AP News in Brief at 12:09 a.m. EDT

By The Associated Press

Aid effort picks up momentum as some Bahamians seek way out

ABACO, Bahamas (AP) — A few meagre possessions stuffed in plastic bags, some of the haggard Bahamians who lost homes to the ravages of Hurricane Dorian are waiting at a small airport hoping to catch planes out of the disaster zone as an international humanitarian effort to help the Caribbean country gains momentum and the death toll has risen to 30.

A few hundred people sat at the partly flooded Leonard M. Thompson airport on Abaco island Thursday as small planes picked up the most vulnerable survivors, including the sick and the elderly. The evacuation was slow and there was frustration for some who said they had nowhere to go after the Category 5 hurricane splintered whole neighbourhoods.
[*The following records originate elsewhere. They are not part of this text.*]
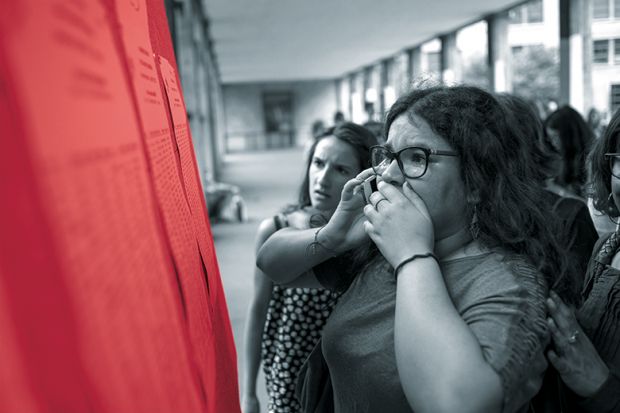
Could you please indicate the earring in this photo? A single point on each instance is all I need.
(474, 225)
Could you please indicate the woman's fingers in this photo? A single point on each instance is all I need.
(389, 191)
(557, 361)
(559, 338)
(366, 173)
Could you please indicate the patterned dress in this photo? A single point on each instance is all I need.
(295, 318)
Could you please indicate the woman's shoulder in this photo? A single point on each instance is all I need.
(502, 274)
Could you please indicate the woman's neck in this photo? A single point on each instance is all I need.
(458, 245)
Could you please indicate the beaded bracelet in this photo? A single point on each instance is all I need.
(413, 257)
(316, 242)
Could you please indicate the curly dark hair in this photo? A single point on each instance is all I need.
(600, 173)
(496, 168)
(529, 126)
(576, 138)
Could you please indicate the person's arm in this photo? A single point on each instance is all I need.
(290, 253)
(257, 313)
(580, 366)
(440, 362)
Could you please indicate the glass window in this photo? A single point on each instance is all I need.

“They told us that the babies, the pregnant people and the elderly people were supposed to be first preference,” said Lukya Thompson, a 23-year-old bartender. But many were still waiting, she said.

Despite hardship and uncertainty, those at the airport were mostly calm. The Bahamian health ministry said helicopters and boats were on the way to help people in affected areas, though officials warned of delays because of severe flooding and limited access.

At least 30 people died in the hurricane and the number could be “significantly higher,” Bahamian health minister Duane Sands told The Associated Press in a telephone interview late Thursday. The victims are from Abaco and Grand Bahama islands and include some who died from injuries after being flown to New Providence island, he said.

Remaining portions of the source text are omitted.